3. School forums are also an important means of school to school collaboration. A professionally constituted schools forum provides a vehicle to give schools, working in partnership together, the opportunity of exercising informed professional judgements in the allocation of the schools funding stream, ensuring that best practice is extended uniformly and to the benefit of all pupils. It would be particularly helpful if more consistently good training were to be made available to forum members. Currently much, if not all, of the information and training provided to forum members is by local authorities. This can unwittingly distort the information given. School forums should be independent of, and not subject to, local authority control.
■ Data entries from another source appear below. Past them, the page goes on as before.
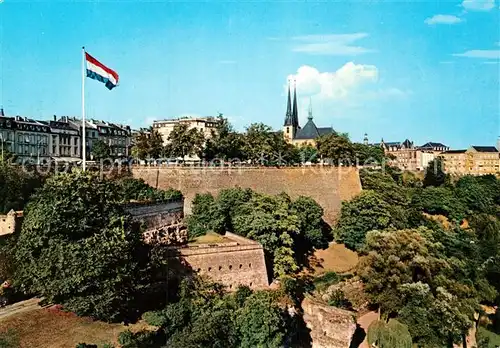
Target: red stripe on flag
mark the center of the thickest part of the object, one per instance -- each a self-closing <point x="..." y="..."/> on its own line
<point x="94" y="61"/>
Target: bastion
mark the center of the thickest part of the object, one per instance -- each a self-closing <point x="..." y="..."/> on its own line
<point x="233" y="261"/>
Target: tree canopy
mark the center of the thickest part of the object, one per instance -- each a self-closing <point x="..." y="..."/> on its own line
<point x="288" y="230"/>
<point x="77" y="247"/>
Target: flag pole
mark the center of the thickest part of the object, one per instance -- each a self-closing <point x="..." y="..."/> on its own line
<point x="84" y="142"/>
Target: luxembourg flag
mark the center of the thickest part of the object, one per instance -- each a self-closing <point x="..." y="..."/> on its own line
<point x="100" y="72"/>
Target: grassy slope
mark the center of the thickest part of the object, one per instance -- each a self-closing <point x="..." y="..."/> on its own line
<point x="49" y="327"/>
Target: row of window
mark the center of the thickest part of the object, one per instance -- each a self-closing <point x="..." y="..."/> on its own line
<point x="230" y="267"/>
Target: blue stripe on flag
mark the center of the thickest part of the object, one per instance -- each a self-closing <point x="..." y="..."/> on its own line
<point x="91" y="74"/>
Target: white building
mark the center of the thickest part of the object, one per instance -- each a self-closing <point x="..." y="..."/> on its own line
<point x="205" y="124"/>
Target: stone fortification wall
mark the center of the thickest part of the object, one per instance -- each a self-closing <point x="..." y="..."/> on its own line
<point x="331" y="327"/>
<point x="238" y="262"/>
<point x="158" y="214"/>
<point x="327" y="185"/>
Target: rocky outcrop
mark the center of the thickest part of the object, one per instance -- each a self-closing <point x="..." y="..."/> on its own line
<point x="330" y="327"/>
<point x="353" y="290"/>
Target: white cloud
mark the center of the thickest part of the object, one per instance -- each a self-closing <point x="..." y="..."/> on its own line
<point x="478" y="5"/>
<point x="443" y="19"/>
<point x="333" y="44"/>
<point x="333" y="85"/>
<point x="485" y="54"/>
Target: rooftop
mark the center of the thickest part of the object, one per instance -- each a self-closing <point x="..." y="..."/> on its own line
<point x="485" y="148"/>
<point x="455" y="151"/>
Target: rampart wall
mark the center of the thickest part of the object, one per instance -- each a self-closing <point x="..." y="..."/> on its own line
<point x="238" y="262"/>
<point x="156" y="215"/>
<point x="327" y="185"/>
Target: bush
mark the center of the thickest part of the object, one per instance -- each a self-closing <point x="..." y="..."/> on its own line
<point x="486" y="338"/>
<point x="77" y="247"/>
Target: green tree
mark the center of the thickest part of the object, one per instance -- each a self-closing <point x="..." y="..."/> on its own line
<point x="148" y="144"/>
<point x="267" y="220"/>
<point x="429" y="279"/>
<point x="336" y="148"/>
<point x="308" y="153"/>
<point x="315" y="232"/>
<point x="224" y="143"/>
<point x="439" y="200"/>
<point x="16" y="187"/>
<point x="435" y="174"/>
<point x="259" y="143"/>
<point x="184" y="141"/>
<point x="476" y="195"/>
<point x="201" y="219"/>
<point x="100" y="150"/>
<point x="131" y="189"/>
<point x="389" y="335"/>
<point x="368" y="154"/>
<point x="261" y="322"/>
<point x="77" y="247"/>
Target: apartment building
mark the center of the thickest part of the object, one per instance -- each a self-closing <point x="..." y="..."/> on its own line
<point x="205" y="124"/>
<point x="7" y="132"/>
<point x="117" y="136"/>
<point x="476" y="160"/>
<point x="31" y="139"/>
<point x="407" y="156"/>
<point x="59" y="138"/>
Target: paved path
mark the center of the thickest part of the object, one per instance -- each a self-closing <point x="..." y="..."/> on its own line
<point x="19" y="307"/>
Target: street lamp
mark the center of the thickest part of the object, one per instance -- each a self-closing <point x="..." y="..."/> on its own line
<point x="1" y="138"/>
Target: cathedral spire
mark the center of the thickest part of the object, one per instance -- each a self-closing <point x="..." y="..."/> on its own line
<point x="288" y="116"/>
<point x="295" y="113"/>
<point x="309" y="111"/>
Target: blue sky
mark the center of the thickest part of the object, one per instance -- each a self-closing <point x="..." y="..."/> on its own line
<point x="428" y="71"/>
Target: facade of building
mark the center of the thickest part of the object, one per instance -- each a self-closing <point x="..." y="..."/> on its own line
<point x="31" y="139"/>
<point x="205" y="124"/>
<point x="59" y="138"/>
<point x="293" y="133"/>
<point x="65" y="140"/>
<point x="7" y="133"/>
<point x="407" y="156"/>
<point x="476" y="160"/>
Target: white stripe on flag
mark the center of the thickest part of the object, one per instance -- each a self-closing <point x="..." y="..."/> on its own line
<point x="101" y="71"/>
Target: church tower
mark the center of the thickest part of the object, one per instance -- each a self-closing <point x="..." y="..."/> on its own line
<point x="291" y="118"/>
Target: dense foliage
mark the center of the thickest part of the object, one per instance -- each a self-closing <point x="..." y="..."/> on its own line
<point x="205" y="316"/>
<point x="258" y="145"/>
<point x="392" y="334"/>
<point x="148" y="144"/>
<point x="184" y="141"/>
<point x="137" y="190"/>
<point x="287" y="229"/>
<point x="430" y="253"/>
<point x="77" y="247"/>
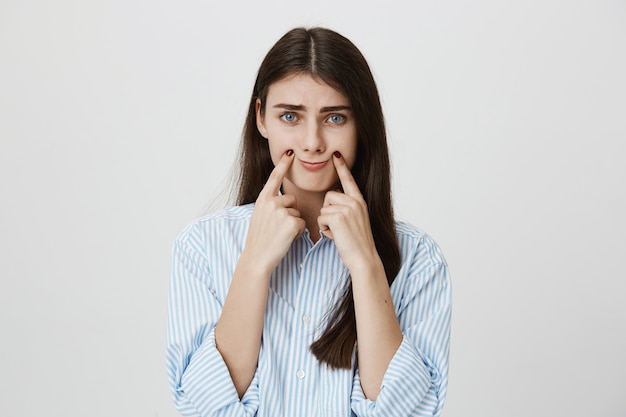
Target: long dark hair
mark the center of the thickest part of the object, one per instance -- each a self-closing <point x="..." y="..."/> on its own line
<point x="328" y="55"/>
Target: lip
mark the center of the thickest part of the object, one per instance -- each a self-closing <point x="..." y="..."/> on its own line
<point x="313" y="166"/>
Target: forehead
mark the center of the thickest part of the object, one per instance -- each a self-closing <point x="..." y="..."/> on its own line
<point x="304" y="89"/>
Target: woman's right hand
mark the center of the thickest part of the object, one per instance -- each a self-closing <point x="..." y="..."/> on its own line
<point x="275" y="221"/>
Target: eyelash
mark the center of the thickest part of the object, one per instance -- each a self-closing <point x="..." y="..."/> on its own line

To ensure this, it would be helpful if the forum was also staffed independently as well. In this way, it can legitimately be seen as acting as part of the “check and balance” regime necessary.
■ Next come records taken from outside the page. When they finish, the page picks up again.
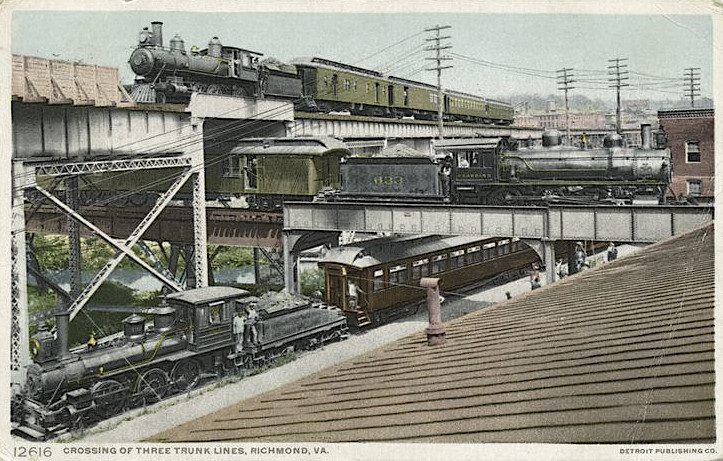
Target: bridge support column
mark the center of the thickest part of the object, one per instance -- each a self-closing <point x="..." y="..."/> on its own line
<point x="291" y="262"/>
<point x="74" y="255"/>
<point x="19" y="341"/>
<point x="200" y="260"/>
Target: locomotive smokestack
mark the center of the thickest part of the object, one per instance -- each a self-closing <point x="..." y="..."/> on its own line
<point x="435" y="330"/>
<point x="157" y="27"/>
<point x="61" y="326"/>
<point x="645" y="135"/>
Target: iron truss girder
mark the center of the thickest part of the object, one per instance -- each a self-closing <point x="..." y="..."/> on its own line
<point x="125" y="248"/>
<point x="62" y="169"/>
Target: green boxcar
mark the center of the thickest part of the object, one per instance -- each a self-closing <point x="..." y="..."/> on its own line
<point x="265" y="170"/>
<point x="330" y="83"/>
<point x="270" y="170"/>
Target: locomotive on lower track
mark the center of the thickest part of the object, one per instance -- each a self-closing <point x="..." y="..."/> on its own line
<point x="189" y="339"/>
<point x="171" y="74"/>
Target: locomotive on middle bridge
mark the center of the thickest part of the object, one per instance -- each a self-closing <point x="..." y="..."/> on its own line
<point x="265" y="172"/>
<point x="171" y="74"/>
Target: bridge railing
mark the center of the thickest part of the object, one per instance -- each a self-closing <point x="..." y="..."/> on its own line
<point x="616" y="223"/>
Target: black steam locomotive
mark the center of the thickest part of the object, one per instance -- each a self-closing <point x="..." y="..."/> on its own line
<point x="189" y="339"/>
<point x="498" y="171"/>
<point x="171" y="74"/>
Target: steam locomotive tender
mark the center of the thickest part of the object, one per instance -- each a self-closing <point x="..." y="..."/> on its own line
<point x="171" y="74"/>
<point x="189" y="339"/>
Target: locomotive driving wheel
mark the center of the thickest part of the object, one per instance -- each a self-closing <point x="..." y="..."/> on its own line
<point x="108" y="397"/>
<point x="185" y="375"/>
<point x="152" y="385"/>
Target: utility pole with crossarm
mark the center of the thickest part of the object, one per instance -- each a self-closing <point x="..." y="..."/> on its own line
<point x="438" y="47"/>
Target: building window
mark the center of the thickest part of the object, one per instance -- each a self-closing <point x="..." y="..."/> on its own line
<point x="420" y="268"/>
<point x="695" y="188"/>
<point x="692" y="151"/>
<point x="230" y="167"/>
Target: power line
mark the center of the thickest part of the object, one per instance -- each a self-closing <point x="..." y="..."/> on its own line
<point x="564" y="78"/>
<point x="617" y="77"/>
<point x="438" y="47"/>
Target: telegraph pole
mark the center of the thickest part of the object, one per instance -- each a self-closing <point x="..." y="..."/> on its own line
<point x="617" y="78"/>
<point x="692" y="76"/>
<point x="564" y="78"/>
<point x="438" y="47"/>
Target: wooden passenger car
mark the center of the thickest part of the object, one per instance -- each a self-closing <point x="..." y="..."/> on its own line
<point x="340" y="87"/>
<point x="387" y="271"/>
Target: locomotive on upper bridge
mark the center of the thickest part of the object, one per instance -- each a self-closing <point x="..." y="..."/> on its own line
<point x="189" y="339"/>
<point x="168" y="74"/>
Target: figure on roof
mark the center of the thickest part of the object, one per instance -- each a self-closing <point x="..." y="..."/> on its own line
<point x="535" y="277"/>
<point x="238" y="330"/>
<point x="252" y="334"/>
<point x="612" y="252"/>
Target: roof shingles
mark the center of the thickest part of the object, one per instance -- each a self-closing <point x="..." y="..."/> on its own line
<point x="620" y="354"/>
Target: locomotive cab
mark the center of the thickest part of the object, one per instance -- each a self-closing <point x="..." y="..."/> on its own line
<point x="207" y="314"/>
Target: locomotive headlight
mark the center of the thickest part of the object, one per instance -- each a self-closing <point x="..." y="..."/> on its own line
<point x="141" y="61"/>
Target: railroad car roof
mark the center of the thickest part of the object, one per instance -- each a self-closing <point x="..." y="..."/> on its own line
<point x="328" y="64"/>
<point x="622" y="354"/>
<point x="466" y="144"/>
<point x="286" y="146"/>
<point x="380" y="251"/>
<point x="207" y="294"/>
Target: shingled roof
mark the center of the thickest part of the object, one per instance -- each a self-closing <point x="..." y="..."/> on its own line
<point x="619" y="354"/>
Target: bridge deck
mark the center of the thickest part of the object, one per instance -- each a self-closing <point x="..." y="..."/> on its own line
<point x="622" y="223"/>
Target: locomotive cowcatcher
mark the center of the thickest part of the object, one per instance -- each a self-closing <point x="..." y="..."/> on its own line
<point x="188" y="340"/>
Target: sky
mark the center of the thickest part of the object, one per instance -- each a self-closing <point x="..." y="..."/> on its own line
<point x="493" y="54"/>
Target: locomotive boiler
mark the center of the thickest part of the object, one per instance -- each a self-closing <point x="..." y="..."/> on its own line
<point x="172" y="73"/>
<point x="188" y="340"/>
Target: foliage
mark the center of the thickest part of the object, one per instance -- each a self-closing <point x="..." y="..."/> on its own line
<point x="39" y="301"/>
<point x="51" y="251"/>
<point x="312" y="280"/>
4. Collaboration and/or federation can provide the only means of survival for small rural schools.
5. However, the climate for collaboration must be right. There must be trust between those schools working together, mutual respect for staff and pupils alike and confidence and recognition that all schools in the collaboration have something to bring to the group as well as something they want to take out.
6. Collaboration is not without risk. There are financial risks associated with any joint venture requiring physical or human resources. NAHT is dismayed at the government’s failure to make any allocations using the financial incentive model originally promised in the school’s white paper, and questions what happened to the £35 million it pledged to set aside for schools helping to enhance the performance of struggling schools whilst maintaining their own accomplishments.
7. There are also reputational risks associated with working in partnership with a school that may have a particular reputation within the local community. There is also the risk that getting involved in the work of another school will result in a school leader or governing body “taking their eye off the ball”, resulting in a drop in standards in their “home” institution; this is particularly the case when collaborations are focused on school improvement. It is not uncommon for high performing schools to experience an amount of “backlash” if it is perceived by the schools’ parent body that the head and leading teachers are spending too much time off-site supporting other schools.
8. When considering school improvement, it is also important to stress the difference between collaborative or partnership working and a “hostile takeover” of the kind too often observed as part of the “forced academy” programme. NAHT believes that the profession, rather than DfE brokers, is best suited to identifying potential partners based on expertise and local knowledge. Open and transparent collaboration can provide school leaders and governors the opportunity to tailor partnerships to their individual school and pupils’ needs—supporting the government’s promise in the 2010 schools white paper, to move “towards schools as autonomous institutions collaborating with each other on terms set by teachers, not bureaucrats”.
9. NAHT has been particularly impressed by the transparent and open processes conducted by the Co-operative College’s co-operative school trust model, which as of May 2013 has 452 schools in England (including 31 academies), making it the third largest grouping within the English education system.
10. In contrast, we believe that much of the government’s free schools policy flies in the face of its collaboration agenda by allowing schools to be set up in direct competition to existing schools in areas that already have sufficient school places. Such an approach, combined with the threat of forced academisation for schools in challenging circumstances, creates a climate in which collaboration is less likely. It is hardly surprising that there have been difficulties in delivering the commitment that every converter academy will provide support to an underperforming school in their area, as not only does this policy ignore geographical dimensions of school performance but it is being pursued in a climate where any approach from a local academy might be perceived as a potential take-over bid.
11. Unfortunately there remains insufficient evidence in the public domain (particularly in the primary sector) for NAHT to comment with certainty on the level and quality of support offered by school sponsors.